Running a small business is an extraordinarily time-consuming thing. There is always work to do, always something you should be thinking about, always some opportunity that you are missing. Writing is very much the same way. Once you start writing seriously, you find yourself thinking about your writing virtually all the time.
When you’re doing these things out of your home, the lines between personal and professional obligations become almost nonexistent. It’s all to easy to “run upstairs to answer a few quick e-mails.” You have to stay very focussed and very disciplined. When you’re with your family, you’re with your family. You can’t be thinking about the business or the book. You have to be in the moment and thinking about the family.
You also have to make sure you’re not pressuring your family. Sometimes when you’re with the kids, they don’t want to do anything with you.

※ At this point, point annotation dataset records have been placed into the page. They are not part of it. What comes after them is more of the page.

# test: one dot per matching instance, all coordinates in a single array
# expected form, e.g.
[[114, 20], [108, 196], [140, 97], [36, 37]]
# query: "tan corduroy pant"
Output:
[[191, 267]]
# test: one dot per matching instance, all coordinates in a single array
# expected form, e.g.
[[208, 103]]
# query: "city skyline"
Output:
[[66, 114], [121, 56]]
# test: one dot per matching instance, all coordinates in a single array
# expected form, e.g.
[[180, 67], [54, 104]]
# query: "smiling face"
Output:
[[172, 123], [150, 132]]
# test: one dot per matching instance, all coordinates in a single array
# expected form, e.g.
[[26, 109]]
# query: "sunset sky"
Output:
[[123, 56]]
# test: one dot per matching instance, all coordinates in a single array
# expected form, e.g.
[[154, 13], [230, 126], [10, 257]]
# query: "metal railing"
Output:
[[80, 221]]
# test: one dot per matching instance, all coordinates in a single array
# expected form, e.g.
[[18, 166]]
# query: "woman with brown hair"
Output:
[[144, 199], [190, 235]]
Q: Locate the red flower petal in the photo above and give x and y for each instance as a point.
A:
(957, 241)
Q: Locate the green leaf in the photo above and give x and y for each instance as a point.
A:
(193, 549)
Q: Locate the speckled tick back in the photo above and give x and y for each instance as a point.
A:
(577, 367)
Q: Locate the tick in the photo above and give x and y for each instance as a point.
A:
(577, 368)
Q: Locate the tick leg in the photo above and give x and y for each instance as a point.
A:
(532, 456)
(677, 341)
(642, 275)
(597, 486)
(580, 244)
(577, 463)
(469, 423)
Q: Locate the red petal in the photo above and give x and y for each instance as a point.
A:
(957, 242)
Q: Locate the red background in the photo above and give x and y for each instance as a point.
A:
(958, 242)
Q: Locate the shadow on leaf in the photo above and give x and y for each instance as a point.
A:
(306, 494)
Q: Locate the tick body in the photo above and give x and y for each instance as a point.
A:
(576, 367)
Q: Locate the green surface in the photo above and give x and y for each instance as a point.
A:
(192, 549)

They want you there, but they just want to play with each other. It’s very easy to start thinking “I might as well be upstairs getting things done instead of sitting here…” Once you do that, however, you might as well go. You’re not with the kids at that point, anyway.
How does this all relate to Thanksgiving?
DaddyTales.
I started writing daddytales two and a half years ago because I was absolutely flabbergasted by the things that I was experiencing. I just had to tell someone – and that someone ended up being you. Over the years, however, writing daddytales has become an important part of my life. It has helped keep me thinking and focussed on my family.
The focus it has given me, the awareness of my kids that I’ve spent so much time cultivating, has proven to be invaluable over the past several months. Would I have made it through the transition to working at home without DaddyTales? Probably.
But I doubt I would have been as good of a father.
So.. that’s what I’m thankful for this Thanksgiving: daddytales.
When I started this back in April of 2005, I never dreamed that such a simple thing would have affected me so profoundly. I’m sure that there’s a lesson there, a moral about keeping our focus on the important things – but I’ve never been good with lessons.
I’m just thankful that DaddyTales has helped keep me grounded and focussed on what’s truly important: being a daddy.
AWWWW! You would have been a marvelous Daddy anyway! As yours is…lol
For me I love being kept in the loop on their little ways, and personalities!